In this section, Charles Dickens provides resolution for many of the people in David Copperfield's life. An important phase of David's life is coming to an end as people connected to him from his youth move on. With the death of Ham Peggotty and the emigration of Mr. Peggotty and Emily, David's connection with Yarmouth is now part of his past. The Micawbers have been something of a fixture in David's life since his days in the London warehouse, and their emigration closes another door on David's past, as does James Steerforth's death. David seems to have finally recognized Steerforth's character flaws, but what he's learned about Steerforth's home life has given him an understanding of what contributed to those flaws.

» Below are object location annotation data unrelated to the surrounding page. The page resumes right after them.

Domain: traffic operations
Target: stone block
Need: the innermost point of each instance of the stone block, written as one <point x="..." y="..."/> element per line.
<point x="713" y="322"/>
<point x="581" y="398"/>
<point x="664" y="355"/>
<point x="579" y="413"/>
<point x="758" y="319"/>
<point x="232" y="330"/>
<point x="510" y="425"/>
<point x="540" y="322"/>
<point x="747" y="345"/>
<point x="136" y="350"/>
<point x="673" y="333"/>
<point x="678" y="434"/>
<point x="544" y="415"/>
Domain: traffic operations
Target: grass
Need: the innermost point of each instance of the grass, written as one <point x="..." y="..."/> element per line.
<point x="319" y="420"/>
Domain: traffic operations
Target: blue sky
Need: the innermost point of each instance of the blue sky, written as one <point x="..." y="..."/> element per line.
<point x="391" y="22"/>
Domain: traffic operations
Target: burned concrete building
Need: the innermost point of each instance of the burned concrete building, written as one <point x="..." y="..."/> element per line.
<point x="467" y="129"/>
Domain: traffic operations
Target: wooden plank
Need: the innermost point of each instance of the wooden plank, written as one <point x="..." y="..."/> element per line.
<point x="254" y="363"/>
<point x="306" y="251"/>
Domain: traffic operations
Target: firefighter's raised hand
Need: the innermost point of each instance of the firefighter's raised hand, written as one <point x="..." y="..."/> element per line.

Mrs. Micawber has always been a strong booster of her husband's worth and talents, but so far, he's failed to live up to her expectations. His success in bringing down Uriah Heep, however, shows he has the ability to apply himself and achieve results, so it remains to be seen whether he'll find his niche in Australia. His last two arrests for debt, just before putting out to sea, reinforce the idea that by leaving England, Mr. Micawber is escaping from the bad fortune that has dogged him for so long. The arrests are a reminder of the lingering malevolence of Uriah Heep. It remains to be seen whether Heep will find a way to take some revenge on David.